Robust OS-ELM with a novel selective ensemble based on particle swarm optimization
This work addresses robustness and stability issues in online learning algorithms, particularly for applications using UCI datasets, but it is incremental as it builds upon existing OS-ELM methods.
The paper tackled the problem of improving robustness and stability in online sequential extreme learning machines by proposing a robust OS-ELM with a novel selective ensemble method based on particle swarm optimization, resulting in significant improvements as shown in experiments on UCI datasets for regression and classification.

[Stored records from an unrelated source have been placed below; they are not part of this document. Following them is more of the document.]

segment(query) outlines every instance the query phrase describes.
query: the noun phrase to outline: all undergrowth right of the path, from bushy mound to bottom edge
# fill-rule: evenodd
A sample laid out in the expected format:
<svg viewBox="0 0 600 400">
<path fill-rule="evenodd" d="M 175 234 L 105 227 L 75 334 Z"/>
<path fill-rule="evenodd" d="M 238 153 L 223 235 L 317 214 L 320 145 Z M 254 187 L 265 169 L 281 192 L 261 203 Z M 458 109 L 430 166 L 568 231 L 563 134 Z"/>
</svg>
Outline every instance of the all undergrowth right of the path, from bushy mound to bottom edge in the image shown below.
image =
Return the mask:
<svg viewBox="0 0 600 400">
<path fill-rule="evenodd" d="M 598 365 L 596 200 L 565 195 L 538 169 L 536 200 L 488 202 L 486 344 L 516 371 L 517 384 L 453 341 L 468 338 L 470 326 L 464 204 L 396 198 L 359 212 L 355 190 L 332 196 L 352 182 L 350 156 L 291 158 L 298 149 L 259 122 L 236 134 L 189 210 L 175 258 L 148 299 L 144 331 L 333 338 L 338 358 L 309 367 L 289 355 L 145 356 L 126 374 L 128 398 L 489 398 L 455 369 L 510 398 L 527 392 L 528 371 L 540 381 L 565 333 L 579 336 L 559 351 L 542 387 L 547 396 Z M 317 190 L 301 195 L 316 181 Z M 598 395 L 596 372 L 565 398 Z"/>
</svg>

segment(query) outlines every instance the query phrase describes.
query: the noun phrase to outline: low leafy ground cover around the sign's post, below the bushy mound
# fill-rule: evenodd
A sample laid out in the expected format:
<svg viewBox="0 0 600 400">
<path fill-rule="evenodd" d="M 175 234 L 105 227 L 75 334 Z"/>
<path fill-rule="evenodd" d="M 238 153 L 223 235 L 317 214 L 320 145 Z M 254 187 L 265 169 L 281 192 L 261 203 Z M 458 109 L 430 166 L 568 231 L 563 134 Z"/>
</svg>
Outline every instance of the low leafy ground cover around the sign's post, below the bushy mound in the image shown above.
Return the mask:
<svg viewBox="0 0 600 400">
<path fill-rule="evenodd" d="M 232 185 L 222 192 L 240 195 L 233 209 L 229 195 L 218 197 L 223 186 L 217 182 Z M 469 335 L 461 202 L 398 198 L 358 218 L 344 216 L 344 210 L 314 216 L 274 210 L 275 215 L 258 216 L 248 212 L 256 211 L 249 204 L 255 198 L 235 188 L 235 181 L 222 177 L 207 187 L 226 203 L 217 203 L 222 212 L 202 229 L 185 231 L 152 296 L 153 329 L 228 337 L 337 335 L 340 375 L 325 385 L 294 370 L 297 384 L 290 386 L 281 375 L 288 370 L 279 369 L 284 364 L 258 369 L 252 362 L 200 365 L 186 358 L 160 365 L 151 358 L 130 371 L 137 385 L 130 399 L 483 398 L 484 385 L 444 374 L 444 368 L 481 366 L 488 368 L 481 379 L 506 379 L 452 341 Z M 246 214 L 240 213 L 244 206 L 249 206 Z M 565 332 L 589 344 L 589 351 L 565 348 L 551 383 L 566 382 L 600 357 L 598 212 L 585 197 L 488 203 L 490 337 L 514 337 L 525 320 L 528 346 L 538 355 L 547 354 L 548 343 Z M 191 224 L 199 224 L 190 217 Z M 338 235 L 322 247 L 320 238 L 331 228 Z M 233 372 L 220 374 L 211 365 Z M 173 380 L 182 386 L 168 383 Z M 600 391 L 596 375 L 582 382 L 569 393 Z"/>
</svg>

In this paper, a robust online sequential extreme learning machine (ROS-ELM) is proposed. It is based on the original OS-ELM with an adaptive selective ensemble framework. Two novel insights are proposed in this paper. First, a novel selective ensemble algorithm referred to as particle swarm optimization selective ensemble (PSOSEN) is proposed. Noting that PSOSEN is a general selective ensemble method which is applicable to any learning algorithms, including batch learning and online learning. Second, an adaptive selective ensemble framework for online learning is designed to balance the robustness and complexity of the algorithm. Experiments for both regression and classification problems with UCI data sets are carried out. Comparisons between OS-ELM, simple ensemble OS-ELM (EOS-ELM) and the proposed ROS-ELM empirically show that ROS-ELM significantly improves the robustness and stability.